🤖 AI Summary
To address expert redundancy and insufficient diversity in Mixture-of-Experts (MoE) model reconstruction, this paper proposes a calibration-data-driven three-stage reconstruction paradigm: (1) leveraging multi-domain calibration data to quantify domain affinity and measure expert diversity; (2) performing structured pruning and expert recombination at the FFN-module level; and (3) applying parameter-efficient fine-tuning to routers and normalization layers for modular, lightweight retraining.

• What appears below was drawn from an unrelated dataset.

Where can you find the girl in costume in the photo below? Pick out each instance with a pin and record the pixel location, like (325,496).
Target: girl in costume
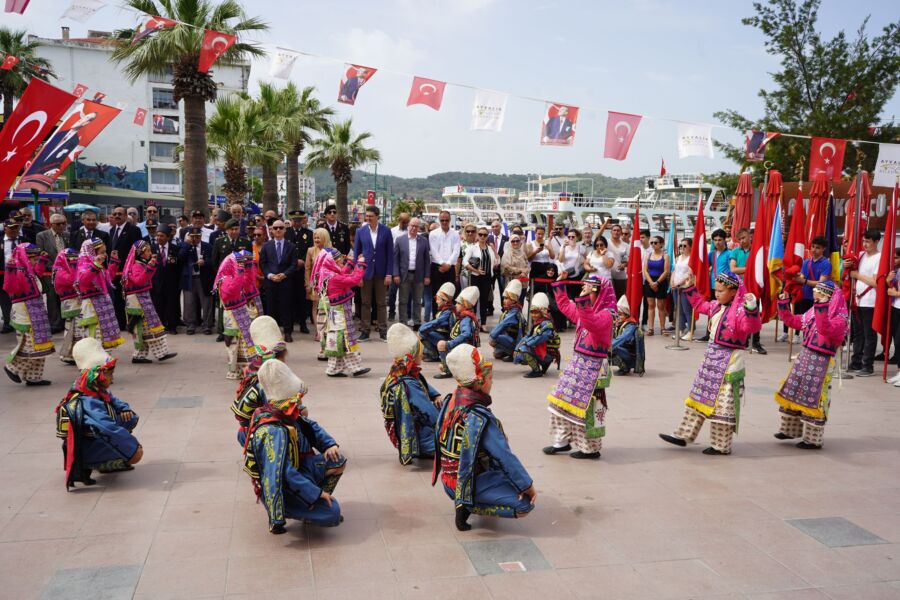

This work is the first to explicitly use calibration data to guide expert differentiation, eliminating reliance on heuristic design. Evaluated on Llama-series models, our method achieves negligible accuracy degradation (<0.3%) under identical activated parameter budgets, while reducing training overhead by 42–68%, significantly outperforming existing pruning and reconstruction approaches.
📝 Abstract
Large language models (LLMs) with the Mixture-of-Experts (MoE) architecture achieve high cost-efficiency by selectively activating a subset of the parameters. Despite the inference efficiency of MoE LLMs, the training of extensive experts from scratch incurs substantial overhead, whereas reconstructing a dense LLM into an MoE LLM significantly reduces the training budget. However, existing reconstruction methods often overlook the diversity among experts, leading to potential redundancy. In this paper, we come up with the observation that a specific LLM exhibits notable diversity after being pruned on different calibration datasets, based on which we present a Diversity-Enhanced reconstruction method named DIVE. The recipe of DIVE includes domain affinity mining, pruning-based expert reconstruction, and efficient retraining. Specifically, the reconstruction includes pruning and reassembly of the feed-forward network (FFN) module. After reconstruction, we efficiently retrain the model on routers, experts and normalization modules. We implement DIVE on Llama-style LLMs with open-source training corpora. Experiments show that DIVE achieves training efficiency with minimal accuracy trade-offs, outperforming existing pruning and MoE reconstruction methods with the same number of activated parameters.